The L.C. was purchased in 1961 by my father, former Grand Opera singer Arthur Ocheltree and his wife, my mom, Bonnie.  Along with my brother Tino, we began the slow process of "restoring the L.C. to its former grandeur".  It hasn't been easy.  Initially there was no part of the L.C. that was inhabitable.  Numerous buildings had collapsed, it was in near ruins.  There was no working plumbing, sewer or electricity. It was empty, no furnishings, windows and doors broken in.   There was an initial push to make part of the ranch livable, and get the main part of the house usable. After that, periods of progress would be followed by long periods of stagnation, and the ever-present doubt that it could ever be completed, how would we pay for it, and what are we going to do with it if we ever do  finish it?  And yet there has always been this overwhelming love for this place by all of the Ocheltrees.  Completing a project was reward in itself, even if there was no end in sight.

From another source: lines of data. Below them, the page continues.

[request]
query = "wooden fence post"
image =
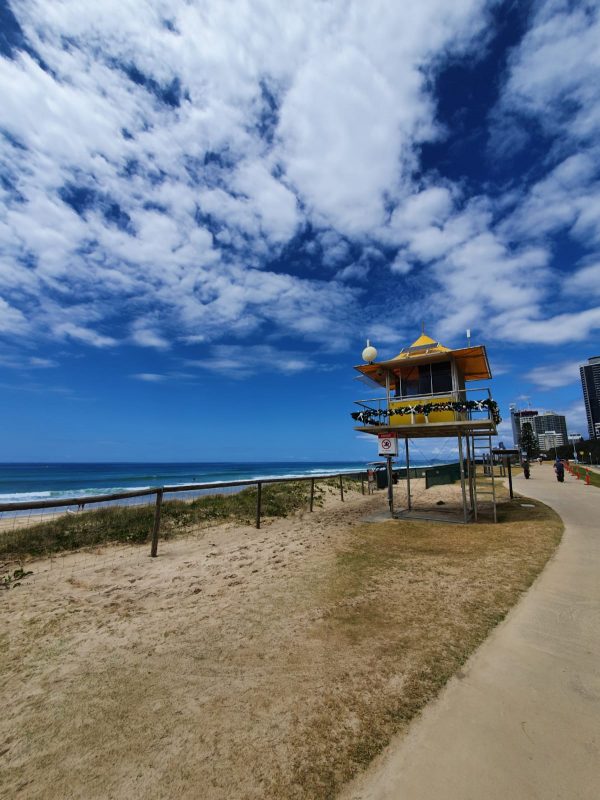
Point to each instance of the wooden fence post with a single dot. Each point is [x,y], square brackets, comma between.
[156,529]
[258,500]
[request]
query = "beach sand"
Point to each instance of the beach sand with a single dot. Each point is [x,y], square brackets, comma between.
[240,663]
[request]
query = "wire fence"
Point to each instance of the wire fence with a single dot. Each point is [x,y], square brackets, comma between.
[54,538]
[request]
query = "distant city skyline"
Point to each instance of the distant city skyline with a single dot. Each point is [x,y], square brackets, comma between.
[590,385]
[206,211]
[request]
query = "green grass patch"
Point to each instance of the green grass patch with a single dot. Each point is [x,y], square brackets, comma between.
[594,476]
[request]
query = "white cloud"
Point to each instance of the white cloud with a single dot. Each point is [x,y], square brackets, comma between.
[85,335]
[158,169]
[239,361]
[584,282]
[143,335]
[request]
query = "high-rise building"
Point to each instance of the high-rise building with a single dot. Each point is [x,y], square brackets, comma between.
[590,383]
[549,422]
[550,429]
[517,418]
[549,440]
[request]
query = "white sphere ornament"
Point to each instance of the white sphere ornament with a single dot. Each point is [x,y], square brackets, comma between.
[369,353]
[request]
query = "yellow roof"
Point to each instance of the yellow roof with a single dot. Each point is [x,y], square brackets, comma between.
[472,361]
[422,346]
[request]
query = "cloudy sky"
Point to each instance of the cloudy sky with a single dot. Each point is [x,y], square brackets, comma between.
[206,207]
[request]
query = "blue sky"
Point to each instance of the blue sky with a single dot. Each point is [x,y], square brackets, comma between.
[206,208]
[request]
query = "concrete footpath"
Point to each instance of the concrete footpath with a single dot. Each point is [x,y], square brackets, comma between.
[521,721]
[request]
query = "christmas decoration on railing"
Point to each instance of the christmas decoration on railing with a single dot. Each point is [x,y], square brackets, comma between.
[370,416]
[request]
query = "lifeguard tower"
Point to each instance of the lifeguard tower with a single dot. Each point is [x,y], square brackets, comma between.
[426,397]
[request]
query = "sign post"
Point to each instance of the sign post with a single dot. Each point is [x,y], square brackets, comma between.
[388,447]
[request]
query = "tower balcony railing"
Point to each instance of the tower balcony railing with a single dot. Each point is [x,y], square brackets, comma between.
[442,407]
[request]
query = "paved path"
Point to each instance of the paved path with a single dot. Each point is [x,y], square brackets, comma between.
[522,720]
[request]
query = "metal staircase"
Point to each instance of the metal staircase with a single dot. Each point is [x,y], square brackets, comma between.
[484,475]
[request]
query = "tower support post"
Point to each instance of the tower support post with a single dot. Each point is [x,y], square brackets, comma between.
[408,497]
[462,478]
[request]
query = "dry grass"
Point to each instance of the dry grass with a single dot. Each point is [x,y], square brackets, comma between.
[252,664]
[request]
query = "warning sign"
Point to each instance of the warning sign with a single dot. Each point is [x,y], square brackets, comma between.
[388,446]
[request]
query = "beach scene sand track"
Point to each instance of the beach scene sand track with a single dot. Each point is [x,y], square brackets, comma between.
[271,663]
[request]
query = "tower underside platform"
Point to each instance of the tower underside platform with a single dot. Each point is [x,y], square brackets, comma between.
[433,430]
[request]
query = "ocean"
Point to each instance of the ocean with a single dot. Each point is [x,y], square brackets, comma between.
[25,482]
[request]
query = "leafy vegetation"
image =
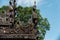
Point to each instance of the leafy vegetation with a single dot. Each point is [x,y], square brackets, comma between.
[24,13]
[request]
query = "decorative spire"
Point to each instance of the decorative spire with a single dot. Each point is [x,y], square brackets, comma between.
[34,7]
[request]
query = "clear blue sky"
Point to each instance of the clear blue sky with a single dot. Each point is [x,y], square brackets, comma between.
[49,9]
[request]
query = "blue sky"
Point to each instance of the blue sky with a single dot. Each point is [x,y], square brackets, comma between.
[48,9]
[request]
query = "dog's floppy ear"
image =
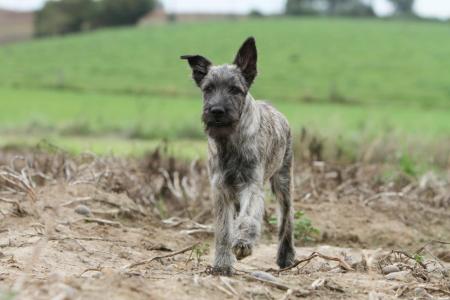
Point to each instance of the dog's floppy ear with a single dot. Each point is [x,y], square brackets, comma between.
[199,65]
[246,60]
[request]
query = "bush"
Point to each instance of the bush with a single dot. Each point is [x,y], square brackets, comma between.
[122,12]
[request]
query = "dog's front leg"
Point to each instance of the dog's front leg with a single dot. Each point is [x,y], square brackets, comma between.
[248,223]
[224,259]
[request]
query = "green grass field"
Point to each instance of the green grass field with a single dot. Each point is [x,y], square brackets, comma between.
[358,60]
[336,77]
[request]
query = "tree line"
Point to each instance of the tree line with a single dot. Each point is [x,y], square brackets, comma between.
[66,16]
[343,7]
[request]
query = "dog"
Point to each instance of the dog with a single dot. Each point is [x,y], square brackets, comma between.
[249,144]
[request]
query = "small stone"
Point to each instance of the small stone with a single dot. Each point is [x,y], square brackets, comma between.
[390,269]
[377,296]
[421,293]
[318,283]
[263,275]
[401,276]
[83,210]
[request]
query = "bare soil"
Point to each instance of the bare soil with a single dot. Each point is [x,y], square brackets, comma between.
[73,228]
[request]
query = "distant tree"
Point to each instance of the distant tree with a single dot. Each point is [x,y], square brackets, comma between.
[403,7]
[122,12]
[302,7]
[352,8]
[254,13]
[329,7]
[66,16]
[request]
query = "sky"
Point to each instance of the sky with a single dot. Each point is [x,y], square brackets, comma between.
[426,8]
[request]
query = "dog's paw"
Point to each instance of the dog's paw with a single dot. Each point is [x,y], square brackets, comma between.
[222,271]
[242,248]
[286,259]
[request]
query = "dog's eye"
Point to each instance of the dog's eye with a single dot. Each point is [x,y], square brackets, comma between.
[235,90]
[208,89]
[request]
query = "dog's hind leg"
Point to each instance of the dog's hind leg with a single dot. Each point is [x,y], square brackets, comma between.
[281,183]
[224,211]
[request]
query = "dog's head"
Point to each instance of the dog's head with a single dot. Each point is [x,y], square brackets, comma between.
[224,88]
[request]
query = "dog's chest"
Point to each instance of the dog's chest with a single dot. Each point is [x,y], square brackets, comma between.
[234,167]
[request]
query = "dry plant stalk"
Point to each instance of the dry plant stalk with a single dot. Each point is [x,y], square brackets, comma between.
[143,262]
[313,255]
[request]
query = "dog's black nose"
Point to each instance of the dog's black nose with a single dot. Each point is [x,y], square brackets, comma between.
[217,110]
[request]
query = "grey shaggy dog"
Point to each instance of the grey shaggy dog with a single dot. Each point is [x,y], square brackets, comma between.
[249,144]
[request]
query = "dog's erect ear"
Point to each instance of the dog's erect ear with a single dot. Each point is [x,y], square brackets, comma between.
[199,65]
[246,60]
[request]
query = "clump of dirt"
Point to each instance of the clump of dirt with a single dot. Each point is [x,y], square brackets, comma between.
[85,226]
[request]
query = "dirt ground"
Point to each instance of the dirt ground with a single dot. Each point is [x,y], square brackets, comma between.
[94,227]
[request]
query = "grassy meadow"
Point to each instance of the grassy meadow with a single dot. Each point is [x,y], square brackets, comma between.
[126,89]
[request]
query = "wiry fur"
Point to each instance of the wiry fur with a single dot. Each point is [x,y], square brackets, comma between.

        "Arturo" and Bonnie were great antique collectors, putting together the vast collection of art and antiques needed to furnish the L.C. As I consistently remind people on our guided tours, the L.C. was empty when we bought it. Arturo did the majority of the early construction work while Tino and I were still little boys, watching and learning. For my Mom, Bonnie, it was a labor of love. Even in to her eighties, every day she was decorating, sweeping, weeding, trimming.  We miss them both. The ranch misses them.  Tino inherited the genes that made him a formidable antique collector as well.  Tino's additions to the collection really put it over the top.  I didn't get that "Scotch Nose" as my father used to call it,  but I did acquire the skills to make stuff.  So Tino and I actually make a good team.  If he can't find it, I can make it. 
     We are four generations, 55 years on the L.C. Some years, decades for that matter, were more productive than others, for sure. We are hoping that this new phase at the ranch is going to be turning the corner, heading for home, that the ranch finds a modern purpose and sustainability.  It is a very special place, there truly is nothing else like it.